Dies ist auch die umfangreichste Ausgabe des STANDARD, die bisher erschienen ist. Vom Volumen her erinnert sie mich an die Sonntagsausgabe der New York Times, des wichtigsten Vorbilds bei der Gründung dieser Zeitung. Manche hielten mich für größenwahnsinnig, als ich dieses Vorbild nannte, aber ich war es nur zum Teil.
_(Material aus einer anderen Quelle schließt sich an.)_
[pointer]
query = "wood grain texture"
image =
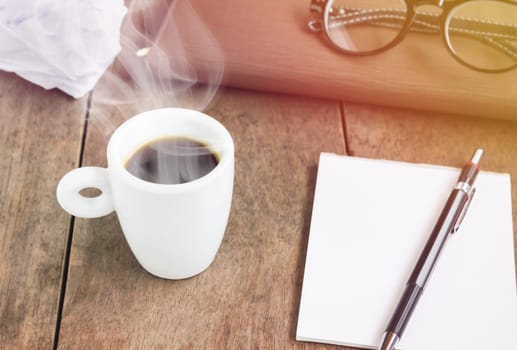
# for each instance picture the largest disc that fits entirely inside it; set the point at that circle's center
(434, 139)
(40, 140)
(266, 46)
(249, 296)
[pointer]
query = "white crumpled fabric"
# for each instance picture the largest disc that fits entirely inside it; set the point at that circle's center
(64, 44)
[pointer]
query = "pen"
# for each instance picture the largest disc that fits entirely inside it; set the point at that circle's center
(448, 223)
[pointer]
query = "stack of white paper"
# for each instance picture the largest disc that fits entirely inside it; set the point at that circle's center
(370, 221)
(60, 44)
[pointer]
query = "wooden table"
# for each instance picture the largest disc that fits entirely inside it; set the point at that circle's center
(74, 284)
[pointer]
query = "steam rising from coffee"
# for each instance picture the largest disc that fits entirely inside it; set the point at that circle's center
(146, 77)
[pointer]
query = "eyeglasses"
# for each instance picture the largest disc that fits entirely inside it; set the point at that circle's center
(480, 34)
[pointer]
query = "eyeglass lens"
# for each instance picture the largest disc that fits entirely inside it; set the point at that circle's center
(481, 33)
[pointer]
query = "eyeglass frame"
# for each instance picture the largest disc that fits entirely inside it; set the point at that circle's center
(321, 7)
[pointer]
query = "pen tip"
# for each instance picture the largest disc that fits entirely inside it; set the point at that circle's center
(477, 156)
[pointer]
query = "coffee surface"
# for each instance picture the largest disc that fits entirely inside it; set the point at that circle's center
(172, 160)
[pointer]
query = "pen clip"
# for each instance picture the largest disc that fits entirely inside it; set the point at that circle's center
(470, 194)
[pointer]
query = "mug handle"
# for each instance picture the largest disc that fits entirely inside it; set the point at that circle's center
(69, 196)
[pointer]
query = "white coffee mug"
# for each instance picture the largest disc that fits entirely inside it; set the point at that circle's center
(174, 230)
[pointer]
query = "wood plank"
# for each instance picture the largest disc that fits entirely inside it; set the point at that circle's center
(40, 139)
(435, 139)
(266, 45)
(249, 296)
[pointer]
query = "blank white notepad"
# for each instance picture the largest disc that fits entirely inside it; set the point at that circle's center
(370, 221)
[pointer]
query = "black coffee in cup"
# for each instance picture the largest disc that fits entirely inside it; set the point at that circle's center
(172, 160)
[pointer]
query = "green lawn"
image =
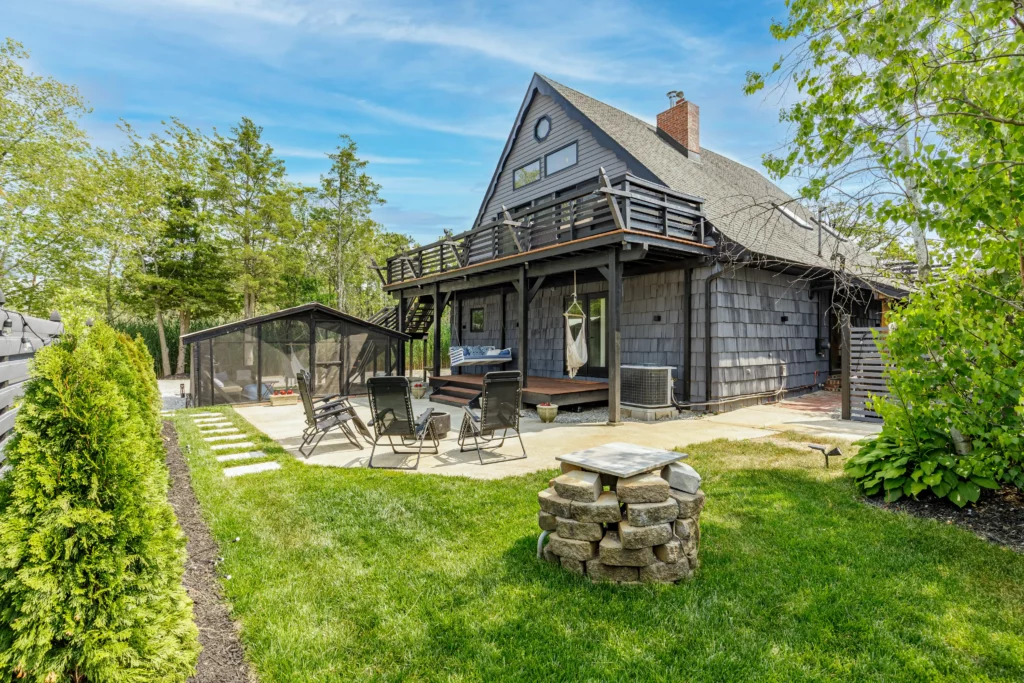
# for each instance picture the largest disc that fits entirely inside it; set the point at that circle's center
(345, 574)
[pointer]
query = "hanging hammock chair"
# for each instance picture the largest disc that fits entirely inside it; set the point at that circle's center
(576, 342)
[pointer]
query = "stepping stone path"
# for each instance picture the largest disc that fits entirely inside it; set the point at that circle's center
(224, 437)
(249, 455)
(251, 469)
(225, 446)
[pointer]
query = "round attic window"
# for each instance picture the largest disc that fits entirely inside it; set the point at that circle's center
(542, 128)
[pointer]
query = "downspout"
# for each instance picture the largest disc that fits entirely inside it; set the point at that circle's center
(717, 272)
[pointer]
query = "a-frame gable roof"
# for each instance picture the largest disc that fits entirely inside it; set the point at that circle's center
(542, 86)
(738, 201)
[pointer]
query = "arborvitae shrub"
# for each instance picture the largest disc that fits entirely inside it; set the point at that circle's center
(91, 557)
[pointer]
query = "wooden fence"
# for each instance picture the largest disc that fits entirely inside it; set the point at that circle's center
(20, 337)
(863, 371)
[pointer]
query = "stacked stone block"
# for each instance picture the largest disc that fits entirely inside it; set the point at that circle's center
(641, 528)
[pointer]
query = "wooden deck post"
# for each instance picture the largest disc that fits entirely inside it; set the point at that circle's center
(613, 334)
(523, 325)
(400, 327)
(456, 325)
(846, 350)
(438, 305)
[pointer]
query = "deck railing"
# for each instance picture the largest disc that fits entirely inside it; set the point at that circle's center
(628, 203)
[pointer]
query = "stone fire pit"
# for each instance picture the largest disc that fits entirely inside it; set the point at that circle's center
(623, 513)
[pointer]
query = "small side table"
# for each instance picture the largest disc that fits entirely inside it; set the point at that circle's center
(441, 422)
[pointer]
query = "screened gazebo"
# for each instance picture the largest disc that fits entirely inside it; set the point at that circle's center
(246, 361)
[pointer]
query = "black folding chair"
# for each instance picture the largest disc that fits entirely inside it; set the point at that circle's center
(391, 406)
(323, 416)
(337, 400)
(497, 409)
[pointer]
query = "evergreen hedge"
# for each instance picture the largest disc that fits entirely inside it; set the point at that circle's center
(91, 557)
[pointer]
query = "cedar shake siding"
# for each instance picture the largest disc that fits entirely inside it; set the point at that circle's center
(590, 158)
(750, 340)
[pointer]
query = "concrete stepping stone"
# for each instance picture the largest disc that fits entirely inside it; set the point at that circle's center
(251, 469)
(248, 455)
(227, 446)
(224, 437)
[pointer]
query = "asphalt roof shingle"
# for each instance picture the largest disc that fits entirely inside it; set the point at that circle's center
(738, 200)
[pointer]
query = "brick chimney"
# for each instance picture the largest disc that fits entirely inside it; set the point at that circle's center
(681, 122)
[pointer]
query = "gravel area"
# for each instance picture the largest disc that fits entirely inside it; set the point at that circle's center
(222, 659)
(598, 415)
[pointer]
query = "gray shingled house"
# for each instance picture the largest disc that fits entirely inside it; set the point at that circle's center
(692, 268)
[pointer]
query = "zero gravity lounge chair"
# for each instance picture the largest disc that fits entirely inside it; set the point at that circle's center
(391, 406)
(499, 411)
(324, 415)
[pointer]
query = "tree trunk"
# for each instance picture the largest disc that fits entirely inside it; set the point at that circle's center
(184, 322)
(916, 231)
(165, 356)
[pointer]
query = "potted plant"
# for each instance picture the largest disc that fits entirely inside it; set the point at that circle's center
(284, 397)
(547, 412)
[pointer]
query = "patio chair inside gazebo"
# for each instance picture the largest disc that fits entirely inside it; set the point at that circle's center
(247, 360)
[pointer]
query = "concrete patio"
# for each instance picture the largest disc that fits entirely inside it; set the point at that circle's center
(810, 415)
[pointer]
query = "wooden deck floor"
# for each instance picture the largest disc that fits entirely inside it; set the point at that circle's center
(538, 389)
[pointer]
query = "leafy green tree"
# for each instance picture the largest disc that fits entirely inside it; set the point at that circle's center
(92, 558)
(910, 112)
(253, 201)
(44, 184)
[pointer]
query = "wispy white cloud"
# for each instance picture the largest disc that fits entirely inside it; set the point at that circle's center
(309, 153)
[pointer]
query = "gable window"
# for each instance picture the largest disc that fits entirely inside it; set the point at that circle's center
(542, 128)
(526, 174)
(476, 319)
(560, 159)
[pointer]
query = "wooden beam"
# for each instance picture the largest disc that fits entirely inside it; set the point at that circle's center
(438, 309)
(400, 325)
(537, 287)
(512, 225)
(612, 204)
(523, 288)
(378, 269)
(613, 336)
(847, 360)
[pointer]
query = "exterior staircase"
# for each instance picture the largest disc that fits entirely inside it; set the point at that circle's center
(419, 317)
(444, 391)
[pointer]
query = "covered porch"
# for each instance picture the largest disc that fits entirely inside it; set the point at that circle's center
(459, 389)
(596, 235)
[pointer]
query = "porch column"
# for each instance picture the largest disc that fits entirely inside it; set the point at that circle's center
(523, 324)
(456, 325)
(438, 304)
(401, 329)
(613, 334)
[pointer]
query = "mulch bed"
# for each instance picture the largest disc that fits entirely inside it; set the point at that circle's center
(222, 659)
(998, 515)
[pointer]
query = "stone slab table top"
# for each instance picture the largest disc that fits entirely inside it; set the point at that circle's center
(622, 460)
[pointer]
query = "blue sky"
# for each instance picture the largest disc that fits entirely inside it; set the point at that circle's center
(428, 90)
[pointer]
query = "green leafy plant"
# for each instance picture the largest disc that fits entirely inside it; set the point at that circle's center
(92, 558)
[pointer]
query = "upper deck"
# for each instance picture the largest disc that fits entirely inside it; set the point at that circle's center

Denn über die wichtigsten Ingredienzen für eine Qualitätszeitung internationalen Zuschnitts verfügten wir vom ersten Tag an: Unabhängigkeit von allen Interessentengruppen, vorurteilsfreie Weltoffenheit ohne Dogmen, Fairness und die Absicht, mit den Leserinnen und Lesern auf Augenhöhe zu kommunizieren.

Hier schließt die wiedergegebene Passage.